Mary gefiel diese Sache irgendwie nicht so richtig, bisher war sie die ganze Zeit bei Emilie gewesen und nun kam Kerstin und alles änderte sich, so wie es aussah. Sie beschloss, sich auf die andere Seite von Emilie zu setzen und versuchte fieberhaft, ihre Eifersucht nicht die Oberhand gewinnen zu lassen.
Sie konnte sich auch nicht erklären, warum sie so reagierte, aber es war halt so, dass sie zwei immer zusammen gewesen waren und niemand sich zwischen sie gedrängt hatte. Klar, es waren schon oft andere zu Emilie gekommen und hatten mit ihr gequatscht und schließlich hatten die beiden auch noch andere Freunde, doch dieses mal hatte Mary ein komisches Gefühl des Verlustes, wenn sie die beiden so zusammen sah. Doch sie selbst konnte schließlich auch nichts dagegen sagen, sie hatte im Moment auch nur noch Sven im Kopf.
„Ja, vielen Dank, es ist alles in Ordnung.“ Mary schreckte beinahe hoch, als Emilie antworte. Sie war so in ihren Gedanken versunken, dass sie nichts mehr von ihrer Außenwelt mitbekam.
„Nicht, dass du uns gleich wieder zusammensackst, verstanden!?“ Mary versuchte sich nun ins Gespräch einzubringen, doch sie war immer noch nicht ganz dabei.
„Nein nein, mach dir keine Sorgen, du wirst mich gleich schon nicht zum Zelt tragen müssen, Mary.“
„Das will ich auch meinen, bin schließlich nicht dein persönlicher Packesel!“ Alle drei mussten lachen. Diese Neckereien waren Alltag bei Emilie und Mary und beide mochten diese, denn damit kam immer etwas Stimmung auf.
„Am besten ist, du lässt sie einfach hier liegen und sie schläft am Lagerfeuer. So hast du überhaupt keine Probleme“, flüsterte Kerstin, die sich zu Mary rübergebeugt hatte, laut genug in ihr Ohr, dass Emilie sie auch verstand. Diese jedoch rang gerade nach Atem. Sie bekam gerade noch ein lautes ‚Tz, wenn ich dir Probleme mache, dann solltest du das wohl am besten tun’ heraus und war froh, als sich Kerstin wieder gerade gesetzt hatte.
Mary und Kerstin fingen laut an zu lachen und Mary merkte, dass ihre Eifersucht ein wenig zurückging. Sie musste sich eingestehen, dass Kerstin wirklich nett war und ihre Vorurteile mehr als ungerecht gewesen waren.

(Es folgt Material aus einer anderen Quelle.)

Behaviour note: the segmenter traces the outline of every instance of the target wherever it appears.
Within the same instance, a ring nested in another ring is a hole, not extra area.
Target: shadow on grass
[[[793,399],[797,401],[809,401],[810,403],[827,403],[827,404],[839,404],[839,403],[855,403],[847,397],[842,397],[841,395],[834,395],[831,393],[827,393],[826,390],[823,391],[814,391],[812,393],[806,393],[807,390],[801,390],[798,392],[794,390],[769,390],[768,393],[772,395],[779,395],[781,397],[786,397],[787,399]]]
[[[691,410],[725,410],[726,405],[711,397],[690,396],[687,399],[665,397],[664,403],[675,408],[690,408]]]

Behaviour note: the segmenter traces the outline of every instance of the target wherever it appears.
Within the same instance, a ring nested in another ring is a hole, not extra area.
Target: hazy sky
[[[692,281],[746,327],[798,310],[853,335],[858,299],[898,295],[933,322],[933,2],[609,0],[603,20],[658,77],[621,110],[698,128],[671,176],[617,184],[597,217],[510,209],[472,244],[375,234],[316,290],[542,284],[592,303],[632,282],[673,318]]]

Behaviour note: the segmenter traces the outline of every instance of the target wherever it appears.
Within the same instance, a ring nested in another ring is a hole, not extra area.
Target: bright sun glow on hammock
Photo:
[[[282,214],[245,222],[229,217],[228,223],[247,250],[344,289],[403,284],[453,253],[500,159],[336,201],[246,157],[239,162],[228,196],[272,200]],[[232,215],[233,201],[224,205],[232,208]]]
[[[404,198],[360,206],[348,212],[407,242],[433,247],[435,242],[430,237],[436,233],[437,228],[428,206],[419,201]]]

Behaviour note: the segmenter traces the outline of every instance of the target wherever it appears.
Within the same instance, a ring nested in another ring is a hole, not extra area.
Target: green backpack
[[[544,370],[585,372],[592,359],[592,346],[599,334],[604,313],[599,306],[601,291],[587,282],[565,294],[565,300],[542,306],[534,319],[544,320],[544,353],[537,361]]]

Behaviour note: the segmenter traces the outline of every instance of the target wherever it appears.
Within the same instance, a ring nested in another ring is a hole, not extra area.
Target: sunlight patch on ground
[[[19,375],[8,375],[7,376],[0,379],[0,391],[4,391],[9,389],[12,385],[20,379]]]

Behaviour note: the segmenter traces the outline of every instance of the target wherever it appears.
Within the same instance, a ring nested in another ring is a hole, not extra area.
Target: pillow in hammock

„Keine Chance, so schnell wirst du mich auch wieder nicht los, tut mir leid.“
„Na dann ist ja gut.“ Emilie lächelte Mary an und legte sich dann auf den Rücken. Mary tat es ihr gleich, nur Kerstin blieb sitzen und starrte ins Feuer. Mary bemerkte, dass sie in den letzten fünf Minuten nicht einmal an Sven gedacht hatte und war überrascht. Sie schaute einmal kurz auf und sah, dass Sven gerade ziemlich beschäftigt war, sich die Mädchen ein wenig vom Hals zu schaffen, so dass er schließlich sogar bereit war, die Gitarre zu holen.
Sie wollte sich gerade wieder hinlegen, als sie sah, wie Kerstin verträumt ins Feuer starrte und dabei lächelte. Sie konnte nichts dagegen tun, doch Mary fand, dass sie so, wie sie gerade so da saß wirklich toll aussah. Sie schaute runter zu Emilie und bemerkte, dass auch diese Kerstin eindringlich anschaute und ganz in Gedanken zu sein schien.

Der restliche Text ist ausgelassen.